Global Frequency Reference Tracking as an Oscillation Suppression Mechanism in VSM Primary Control: A Coupled-Oscillator Study

TL;DR

This paper proposes a global frequency reference tracking control for VSM inverters that improves transient stability and reduces oscillations in power systems by transforming synchronization into a reference tracking problem.

Contribution

It introduces a control architecture that uses a global frequency reference for VSM inverters, enhancing transient response and stability compared to traditional mutual synchronization methods.

Findings

Reduced frequency overshoot in simulations

Elimination of underdamped oscillations

Lower angular stress in the network

Abstract

Synchronization in power systems is traditionally achieved through physical network coupling, whereby inverter-based resources (IBRs) and synchronous machines converge to a common frequency via oscillatory swing dynamics.
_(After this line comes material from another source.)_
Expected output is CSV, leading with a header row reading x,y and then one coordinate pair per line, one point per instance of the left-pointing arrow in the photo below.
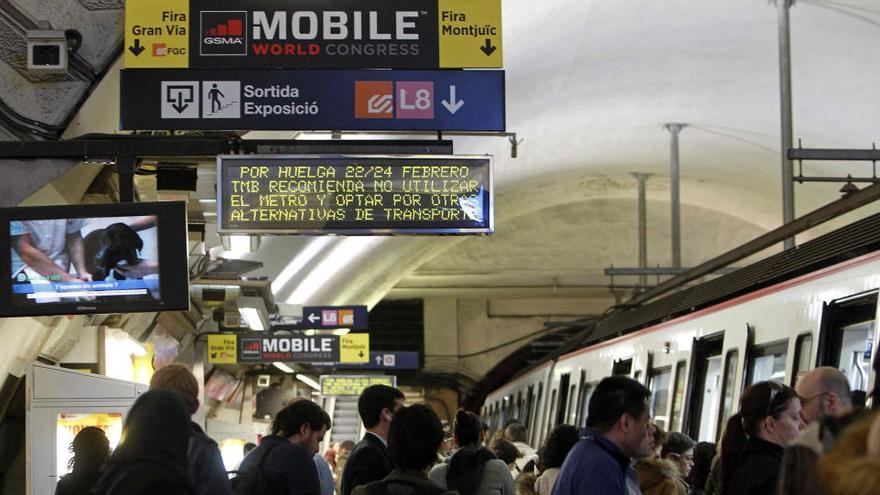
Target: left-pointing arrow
x,y
136,49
In conventional operation, secondary control acts on a slow time scale and is typically engaged only after the primary dynamics have largely settled. As a result, in the absence of an explicit global reference, disturbances can induce prolonged transients and large phase excursions. This work considers a setting in which the total active power balance is known and maintained at all times, and proposes a control architecture for virtual synchronous machine (VSM) based inverters in which all units track a broadcast global frequency reference. Under this assumption, synchronization is transformed from a mutual oscillator locking problem into a reference tracking problem. Using a second order swing network model, we show that embedding a simple proportional integral (PI) frequency controller can significantly improves transient behavior. A washout mechanism ensures that the additional control action vanishes in steady state, thereby preserving network determined power sharing. Simulations on a three oscillator network demonstrate reduced frequency overshoot, elimination of underdamped oscillations, and lower angular stress compared to conventional open loop synchronization, highlighting the effectiveness of a global frequency reference as a coordination mechanism for grid-forming inverter networks.